211. Standardized Agreements


(1) Except as stated in Subsection (3), where a party to an agreement signs or otherwise manifests assent to a writing and has reason to believe that like writings are regularly used to embody terms of agreements of the same type, he adopts the writing as an integrated agreement with respect to the terms included in the writing.

(2) Such a writing is interpreted wherever reasonable as treating alike all those similarly situated, without regard to their knowledge or understanding of the standard terms of the writing.

(3) Where the other party has reason to believe that the party manifesting such assent would not do so if he knew that the writing contained a particular term, the term is not part of the agreement.

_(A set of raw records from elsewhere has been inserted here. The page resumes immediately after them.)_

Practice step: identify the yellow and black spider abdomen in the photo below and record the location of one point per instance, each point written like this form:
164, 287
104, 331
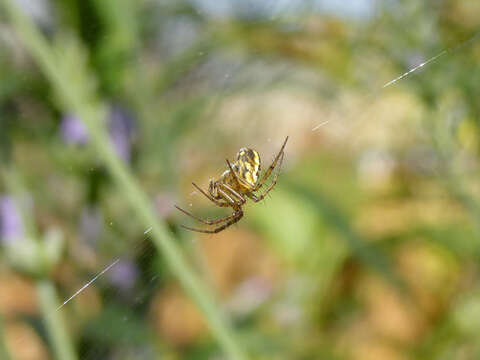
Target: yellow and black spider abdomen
248, 165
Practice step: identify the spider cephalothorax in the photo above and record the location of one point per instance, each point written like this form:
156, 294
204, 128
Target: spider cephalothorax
238, 182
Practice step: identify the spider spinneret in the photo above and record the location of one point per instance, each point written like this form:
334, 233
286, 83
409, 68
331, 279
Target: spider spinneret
235, 185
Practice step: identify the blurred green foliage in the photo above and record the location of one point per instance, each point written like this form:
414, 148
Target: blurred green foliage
367, 249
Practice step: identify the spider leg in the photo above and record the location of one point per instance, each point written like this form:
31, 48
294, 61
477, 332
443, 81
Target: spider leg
235, 193
270, 187
270, 169
209, 197
237, 215
208, 222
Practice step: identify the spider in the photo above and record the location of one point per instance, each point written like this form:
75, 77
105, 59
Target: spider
238, 182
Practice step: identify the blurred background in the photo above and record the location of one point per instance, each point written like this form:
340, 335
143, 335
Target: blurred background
368, 247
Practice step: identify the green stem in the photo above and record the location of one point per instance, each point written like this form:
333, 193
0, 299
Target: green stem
57, 331
77, 98
3, 347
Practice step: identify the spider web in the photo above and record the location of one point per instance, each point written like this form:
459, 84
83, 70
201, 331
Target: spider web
141, 248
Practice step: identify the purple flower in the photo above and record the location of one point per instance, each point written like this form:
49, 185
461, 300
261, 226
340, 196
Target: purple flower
121, 126
11, 224
124, 274
73, 130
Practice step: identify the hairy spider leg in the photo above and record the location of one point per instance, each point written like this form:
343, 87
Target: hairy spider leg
206, 221
238, 215
234, 193
270, 169
209, 197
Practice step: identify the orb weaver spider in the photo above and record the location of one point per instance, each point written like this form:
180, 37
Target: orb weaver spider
237, 183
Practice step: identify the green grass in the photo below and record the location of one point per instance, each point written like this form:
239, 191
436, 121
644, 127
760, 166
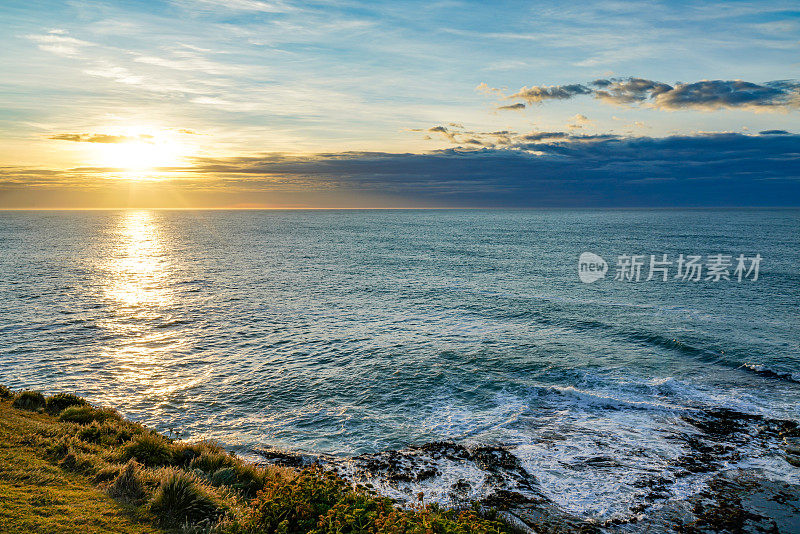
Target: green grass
67, 466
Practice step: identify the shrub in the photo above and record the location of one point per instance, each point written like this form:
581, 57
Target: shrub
181, 498
84, 415
57, 403
29, 400
127, 486
149, 449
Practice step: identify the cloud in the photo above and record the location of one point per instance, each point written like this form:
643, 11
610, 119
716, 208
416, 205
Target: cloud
101, 138
706, 95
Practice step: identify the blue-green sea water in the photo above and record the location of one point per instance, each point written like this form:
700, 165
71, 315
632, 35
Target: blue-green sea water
354, 332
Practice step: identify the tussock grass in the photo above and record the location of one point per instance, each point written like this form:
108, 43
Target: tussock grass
158, 483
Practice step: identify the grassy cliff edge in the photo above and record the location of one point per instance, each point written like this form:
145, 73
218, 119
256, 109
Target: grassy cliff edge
67, 466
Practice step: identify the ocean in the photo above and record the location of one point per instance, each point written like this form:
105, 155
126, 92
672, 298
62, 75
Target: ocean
356, 336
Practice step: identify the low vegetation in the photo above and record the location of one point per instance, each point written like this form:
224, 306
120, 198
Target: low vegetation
68, 466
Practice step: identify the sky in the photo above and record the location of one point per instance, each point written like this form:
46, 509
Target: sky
346, 104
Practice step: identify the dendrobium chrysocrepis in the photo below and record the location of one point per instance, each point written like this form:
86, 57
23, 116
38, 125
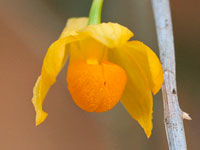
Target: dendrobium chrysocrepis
104, 67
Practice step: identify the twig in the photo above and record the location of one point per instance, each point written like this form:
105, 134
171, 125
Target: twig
173, 115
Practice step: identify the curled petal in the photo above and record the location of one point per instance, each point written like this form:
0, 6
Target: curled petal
54, 60
110, 34
137, 97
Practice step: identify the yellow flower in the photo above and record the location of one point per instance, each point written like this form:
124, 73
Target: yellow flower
104, 67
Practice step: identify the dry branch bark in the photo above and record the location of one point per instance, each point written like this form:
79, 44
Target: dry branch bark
173, 115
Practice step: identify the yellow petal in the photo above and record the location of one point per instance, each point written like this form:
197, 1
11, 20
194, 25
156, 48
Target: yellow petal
150, 66
110, 34
73, 25
137, 97
53, 62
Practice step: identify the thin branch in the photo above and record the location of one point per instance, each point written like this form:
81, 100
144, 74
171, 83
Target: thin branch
173, 115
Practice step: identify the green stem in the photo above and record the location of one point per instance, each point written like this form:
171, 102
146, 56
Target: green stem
95, 12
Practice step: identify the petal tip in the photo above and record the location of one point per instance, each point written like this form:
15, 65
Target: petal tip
40, 118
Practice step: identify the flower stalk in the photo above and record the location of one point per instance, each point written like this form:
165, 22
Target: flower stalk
173, 115
95, 12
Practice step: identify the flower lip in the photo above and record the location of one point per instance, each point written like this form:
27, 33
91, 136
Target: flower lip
95, 88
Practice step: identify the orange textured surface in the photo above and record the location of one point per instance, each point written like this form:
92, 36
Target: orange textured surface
95, 88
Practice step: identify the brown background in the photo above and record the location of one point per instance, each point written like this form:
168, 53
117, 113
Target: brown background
28, 27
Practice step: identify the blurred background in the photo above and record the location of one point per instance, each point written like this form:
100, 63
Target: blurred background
28, 27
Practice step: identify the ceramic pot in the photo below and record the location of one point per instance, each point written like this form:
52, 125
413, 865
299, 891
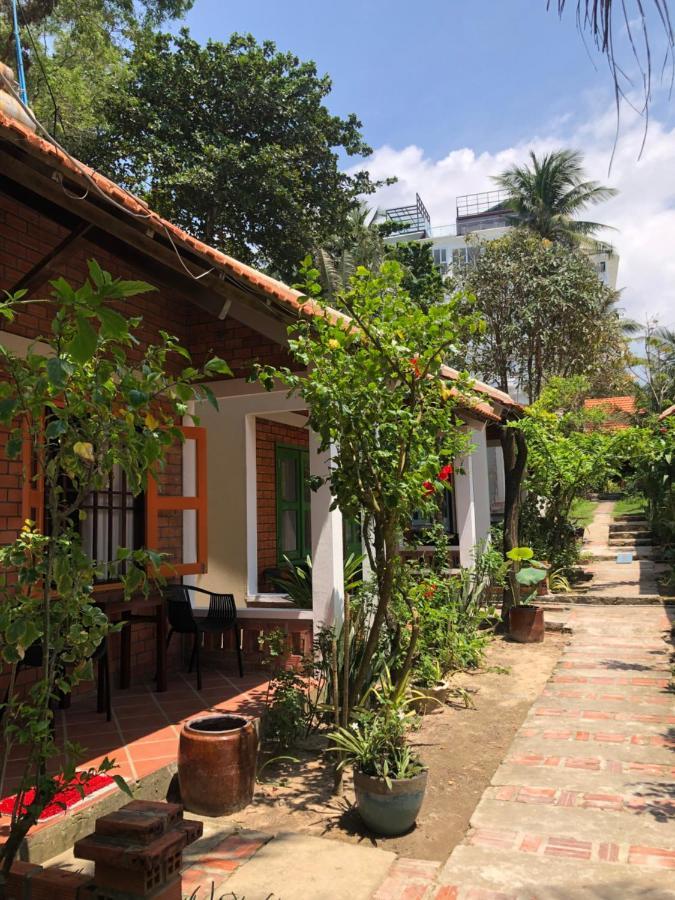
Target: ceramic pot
217, 764
526, 624
389, 810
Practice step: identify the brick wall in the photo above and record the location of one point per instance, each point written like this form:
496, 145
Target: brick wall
238, 344
268, 435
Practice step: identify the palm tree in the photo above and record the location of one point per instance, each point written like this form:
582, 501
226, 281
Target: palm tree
640, 20
547, 195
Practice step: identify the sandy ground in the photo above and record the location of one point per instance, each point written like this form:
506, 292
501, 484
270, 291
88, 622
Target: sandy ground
461, 746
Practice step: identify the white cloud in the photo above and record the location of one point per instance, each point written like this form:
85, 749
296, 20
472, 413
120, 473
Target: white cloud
643, 212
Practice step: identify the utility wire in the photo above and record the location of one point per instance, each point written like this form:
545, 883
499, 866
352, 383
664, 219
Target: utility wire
38, 56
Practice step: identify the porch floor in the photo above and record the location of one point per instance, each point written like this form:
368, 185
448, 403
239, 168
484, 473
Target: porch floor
143, 734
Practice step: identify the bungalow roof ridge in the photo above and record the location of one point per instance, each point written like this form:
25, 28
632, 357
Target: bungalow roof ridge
20, 134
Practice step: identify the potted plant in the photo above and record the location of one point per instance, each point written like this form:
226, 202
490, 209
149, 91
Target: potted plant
526, 621
389, 778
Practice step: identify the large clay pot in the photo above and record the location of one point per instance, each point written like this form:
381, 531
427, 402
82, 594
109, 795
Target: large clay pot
526, 624
389, 810
217, 757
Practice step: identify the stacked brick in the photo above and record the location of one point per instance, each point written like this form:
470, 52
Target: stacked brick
138, 851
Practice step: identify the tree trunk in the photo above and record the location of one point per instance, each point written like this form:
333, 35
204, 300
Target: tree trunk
514, 450
386, 555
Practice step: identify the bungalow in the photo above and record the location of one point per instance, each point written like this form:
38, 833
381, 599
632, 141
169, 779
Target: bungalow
225, 517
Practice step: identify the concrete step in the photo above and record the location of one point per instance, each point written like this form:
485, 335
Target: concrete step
313, 868
589, 780
595, 825
569, 746
637, 540
609, 553
591, 598
630, 527
523, 876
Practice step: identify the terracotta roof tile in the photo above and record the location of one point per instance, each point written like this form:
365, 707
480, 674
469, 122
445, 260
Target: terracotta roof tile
21, 135
613, 404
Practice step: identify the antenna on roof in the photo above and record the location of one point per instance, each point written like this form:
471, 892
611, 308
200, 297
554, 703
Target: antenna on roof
19, 55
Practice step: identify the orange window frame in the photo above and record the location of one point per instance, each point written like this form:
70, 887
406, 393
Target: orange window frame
157, 503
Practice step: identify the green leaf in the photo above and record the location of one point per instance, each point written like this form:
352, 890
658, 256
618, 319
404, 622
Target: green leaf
210, 396
56, 372
96, 273
7, 407
530, 576
63, 290
217, 366
83, 345
131, 288
122, 785
14, 446
113, 324
137, 398
56, 428
520, 554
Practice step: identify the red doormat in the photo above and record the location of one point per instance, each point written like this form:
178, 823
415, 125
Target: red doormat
71, 793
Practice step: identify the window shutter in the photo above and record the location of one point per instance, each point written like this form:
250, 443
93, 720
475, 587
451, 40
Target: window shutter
176, 523
33, 488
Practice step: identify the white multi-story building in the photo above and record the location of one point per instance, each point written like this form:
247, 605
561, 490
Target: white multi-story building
485, 213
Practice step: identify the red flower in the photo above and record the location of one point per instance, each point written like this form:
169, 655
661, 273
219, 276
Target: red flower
415, 366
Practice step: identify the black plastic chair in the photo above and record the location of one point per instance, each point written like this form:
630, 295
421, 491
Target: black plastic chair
221, 617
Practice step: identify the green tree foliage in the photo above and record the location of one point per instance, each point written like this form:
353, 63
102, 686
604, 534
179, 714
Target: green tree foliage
234, 143
653, 458
75, 55
568, 456
655, 368
375, 397
546, 313
86, 407
548, 195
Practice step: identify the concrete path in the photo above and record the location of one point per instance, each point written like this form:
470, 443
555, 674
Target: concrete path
583, 806
614, 582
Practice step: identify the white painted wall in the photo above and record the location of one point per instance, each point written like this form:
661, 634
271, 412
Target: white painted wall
327, 551
231, 467
472, 494
232, 508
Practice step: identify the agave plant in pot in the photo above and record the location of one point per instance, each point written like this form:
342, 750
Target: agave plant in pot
389, 777
526, 621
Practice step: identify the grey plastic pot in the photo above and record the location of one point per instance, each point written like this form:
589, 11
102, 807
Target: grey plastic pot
389, 810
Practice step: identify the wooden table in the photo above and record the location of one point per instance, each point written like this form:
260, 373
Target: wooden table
131, 612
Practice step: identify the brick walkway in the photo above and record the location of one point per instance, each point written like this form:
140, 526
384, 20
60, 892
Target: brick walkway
583, 806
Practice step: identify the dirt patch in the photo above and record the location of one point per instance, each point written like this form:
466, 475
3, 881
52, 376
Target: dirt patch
461, 746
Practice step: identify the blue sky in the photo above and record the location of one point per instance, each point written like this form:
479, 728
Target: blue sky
481, 74
452, 92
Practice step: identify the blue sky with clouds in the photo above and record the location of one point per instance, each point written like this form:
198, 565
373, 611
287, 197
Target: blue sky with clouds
449, 92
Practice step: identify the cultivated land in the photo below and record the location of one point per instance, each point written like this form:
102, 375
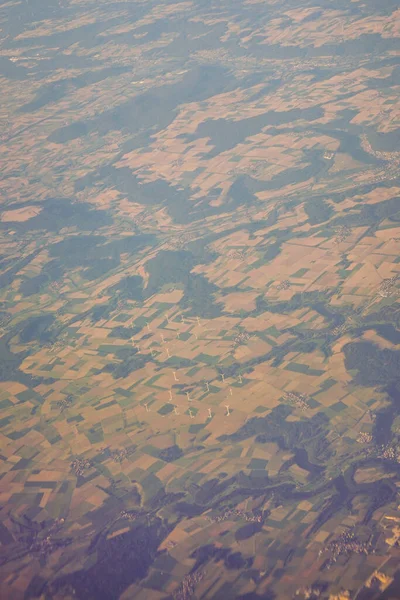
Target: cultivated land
199, 287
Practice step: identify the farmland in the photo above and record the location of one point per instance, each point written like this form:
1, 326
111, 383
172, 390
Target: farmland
199, 300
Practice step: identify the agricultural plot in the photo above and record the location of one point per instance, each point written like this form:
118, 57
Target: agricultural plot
199, 301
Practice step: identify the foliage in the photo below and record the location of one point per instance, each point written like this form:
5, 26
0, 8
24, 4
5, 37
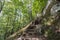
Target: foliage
18, 13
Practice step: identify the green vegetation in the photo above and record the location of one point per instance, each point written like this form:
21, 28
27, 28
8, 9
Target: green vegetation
16, 14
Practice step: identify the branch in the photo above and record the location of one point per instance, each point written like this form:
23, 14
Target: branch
18, 32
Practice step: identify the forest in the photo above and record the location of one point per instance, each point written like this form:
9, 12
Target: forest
39, 19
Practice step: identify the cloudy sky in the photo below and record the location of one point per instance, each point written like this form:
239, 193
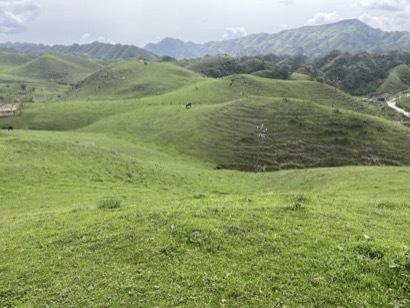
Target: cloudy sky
141, 21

a. Utility of standardization. Standardization of agreements serves many of the same functions as standardization of goods and services; both are essential to a system of mass production and distribution. Scarce and costly time and skill can be devoted to a class of transactions rather than to details of individual transactions. Legal rules which would apply in the absence of agreement can be shaped to fit the particular type of transaction, and extra copies of the form can be used for purposes such as record-keeping, coordination and supervision. Forms can be tailored to office routines, the training of personnel, and the requirements of mechanical equipment. Sales personnel and customers are freed from attention to numberless variations and can focus on meaningful choice among a limited number of significant features: transaction-type, style, quantity, price, or the like. Operations are simplified and costs reduced, to the advantage of all concerned.

b. Assent to unknown terms. A party who makes regular use of a standardized form of agreement does not ordinarily expect his customers to understand or even to read the standard terms. One of the purposes of standardization is to eliminate bargaining over details of individual transactions, and that purpose would not be served if a substantial number of customers retained counsel and reviewed the standard terms. Employees regularly using a form often have only a limited understanding of its terms and limited authority to vary them. Customers do not in fact ordinarily understand or even read the standard terms. They trust to the good faith of the party using the form and to the tacit representation that like terms are being accepted regularly by others similarly situated. But they understand that they are assenting to the terms not read or not understood, subject to such limitations as the law may impose.

c. Review of unfair terms. Standardized agreements are commonly prepared by one party. The customer assents to a few terms, typically inserted in blanks on the printed form, and gives blanket assent to the type of transaction embodied in the standard form. He is commonly not represented in the drafting, and the draftsman may be tempted to overdraw in the interest of his employer. The obvious danger of overreaching has resulted in government regulation of insurance policies, bills of lading, retail installment sales, small loans, and other particular types of contracts. Regulation sometimes includes administrative review of standard terms, or even prescription of terms. Apart from such regulation, standard terms imposed by one party are enforced. But standard terms may be superseded by separately negotiated or added terms ( 203), they are construed against the draftsman ( 206), and they are subject to the overriding obligation of good faith ( 205) and to the power of the court to refuse to enforce an unconscionable contract or term ( 208). Moreover, various contracts and terms are against public policy and unenforceable. See Chapter 8.

d. Non-contractual documents. The same document may serve both contractual and other purposes, and a party may assent to it for other purposes without understanding that it embodies contract terms. He may nevertheless be bound if he has reason to know that it is used to embody contract terms. Insurance policies, steamship tickets, bills of lading, and warehouse receipts are commonly so obviously contractual in form as to give the customer reason to know their character. But baggage checks or automobile parking lot tickets may appear to be mere identification tokens, and a party without knowledge or reason to know that the token purports to be a contract is then not bound by terms printed on the token. Documents such as invoices, instructions for use, and the like, delivered after a contract is made, may raise similar problems.